During the Covid pandemic, Universal Credit (UC) payments were increased by £20 a week.
The increase in UC payments was paid between 30 March 2020 and 5 October 2021 – and the additional pay for all 79 weeks amounts to £1,580.
But the extra money was not paid to those claiming legacy benefits – income-based Jobseekers Allowance (JSA), income-related Employment and Support Allowance (ESA), Income Support, Housing Benefit, Child Tax Credit and Working Tax Credit.
Four claimants of legacy benefits are bringing the case against the Department of Work and Pensions (DWP) – to be heard on either 6 or 7 December – and, if successful, they could get the payment backdated.
Also, if the appeal succeeds, it would set a precedent for more than two million other claimants of legacy benefits to also receive the money that they could be owed by the DWP.
The appeal comes after the High Court dismissed the case in February. In August, it was confirmed that the Court of Appeal had granted permission for the claimants to appeal.
The claimants had argued that the difference in treatment between those in receipt of universal credit and those in receipt of legacy benefits was discriminatory and contrary to Article 14 of the European Convention on Human Rights.

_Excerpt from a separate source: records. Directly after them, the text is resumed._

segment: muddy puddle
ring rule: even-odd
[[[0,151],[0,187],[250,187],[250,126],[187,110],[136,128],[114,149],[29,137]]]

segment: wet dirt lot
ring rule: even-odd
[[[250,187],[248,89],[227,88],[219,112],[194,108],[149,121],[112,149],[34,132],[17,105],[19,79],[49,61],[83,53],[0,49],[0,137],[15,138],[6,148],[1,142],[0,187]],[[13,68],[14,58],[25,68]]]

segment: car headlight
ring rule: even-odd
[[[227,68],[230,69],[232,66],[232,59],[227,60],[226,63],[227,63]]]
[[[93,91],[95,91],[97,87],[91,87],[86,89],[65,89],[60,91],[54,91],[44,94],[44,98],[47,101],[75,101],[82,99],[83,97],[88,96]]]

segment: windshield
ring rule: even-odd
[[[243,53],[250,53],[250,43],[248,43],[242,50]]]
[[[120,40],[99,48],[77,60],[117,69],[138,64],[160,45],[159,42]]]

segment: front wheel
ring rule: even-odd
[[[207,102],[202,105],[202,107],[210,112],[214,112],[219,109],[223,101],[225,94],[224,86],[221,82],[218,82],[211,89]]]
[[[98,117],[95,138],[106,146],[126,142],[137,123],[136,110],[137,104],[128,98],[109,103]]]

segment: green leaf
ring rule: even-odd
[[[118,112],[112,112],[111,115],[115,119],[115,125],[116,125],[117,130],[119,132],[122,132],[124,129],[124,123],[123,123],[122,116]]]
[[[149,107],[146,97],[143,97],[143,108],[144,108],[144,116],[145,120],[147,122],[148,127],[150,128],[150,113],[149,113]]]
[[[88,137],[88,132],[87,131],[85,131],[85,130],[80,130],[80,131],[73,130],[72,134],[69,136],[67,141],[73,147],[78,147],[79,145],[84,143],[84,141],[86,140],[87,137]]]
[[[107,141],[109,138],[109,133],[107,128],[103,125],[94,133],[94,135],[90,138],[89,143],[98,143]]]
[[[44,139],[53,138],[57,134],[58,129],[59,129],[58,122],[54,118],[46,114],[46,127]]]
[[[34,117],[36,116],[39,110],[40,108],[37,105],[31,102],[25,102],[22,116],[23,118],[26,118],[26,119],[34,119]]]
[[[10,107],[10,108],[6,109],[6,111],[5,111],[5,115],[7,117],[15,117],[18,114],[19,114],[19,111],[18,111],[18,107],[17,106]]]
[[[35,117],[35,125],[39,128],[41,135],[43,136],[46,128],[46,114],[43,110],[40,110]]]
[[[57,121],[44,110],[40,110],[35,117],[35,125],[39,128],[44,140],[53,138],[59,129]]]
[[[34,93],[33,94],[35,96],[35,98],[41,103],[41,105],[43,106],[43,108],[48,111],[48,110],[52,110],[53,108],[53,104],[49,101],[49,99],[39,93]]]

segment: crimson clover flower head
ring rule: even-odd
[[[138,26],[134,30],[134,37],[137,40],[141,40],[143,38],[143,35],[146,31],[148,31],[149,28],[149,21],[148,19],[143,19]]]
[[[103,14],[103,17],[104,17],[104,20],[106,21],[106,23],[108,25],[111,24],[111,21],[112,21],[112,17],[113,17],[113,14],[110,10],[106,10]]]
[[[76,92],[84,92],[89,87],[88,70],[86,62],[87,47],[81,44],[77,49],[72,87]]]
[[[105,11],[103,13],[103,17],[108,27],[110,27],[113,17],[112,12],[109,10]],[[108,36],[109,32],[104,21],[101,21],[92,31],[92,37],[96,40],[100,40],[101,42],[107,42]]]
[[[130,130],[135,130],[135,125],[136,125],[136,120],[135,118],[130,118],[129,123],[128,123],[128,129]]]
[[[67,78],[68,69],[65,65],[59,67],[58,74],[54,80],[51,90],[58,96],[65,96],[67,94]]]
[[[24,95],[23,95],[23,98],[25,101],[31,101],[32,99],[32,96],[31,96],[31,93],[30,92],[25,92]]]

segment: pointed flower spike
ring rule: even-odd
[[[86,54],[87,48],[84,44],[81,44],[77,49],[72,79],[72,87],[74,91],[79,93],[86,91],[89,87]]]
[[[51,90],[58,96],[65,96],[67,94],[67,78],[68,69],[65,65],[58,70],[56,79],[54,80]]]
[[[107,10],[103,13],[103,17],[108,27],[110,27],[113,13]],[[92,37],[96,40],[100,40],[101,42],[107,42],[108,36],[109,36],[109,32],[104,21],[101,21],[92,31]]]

William Ford KC, a solicitor from Osbornes Law, said: “The case centres on a claim of unlawful discrimination between two groups, those on Universal Credit and those on legacy benefits.
“If the court finds in favour of that and makes a declaration, the [UK] government has to go away and then decide how to rectify that.
“But the court can’t tell the DWP what to do, so we have to wait and see. The hope would be that the [UK] government comes up with some sort of package of support for those on legacy benefits.”
A DWP spokesperson has argued that claimants of the legacy benefits could “make a claim for Universal Credit if they believe that they will be better off.”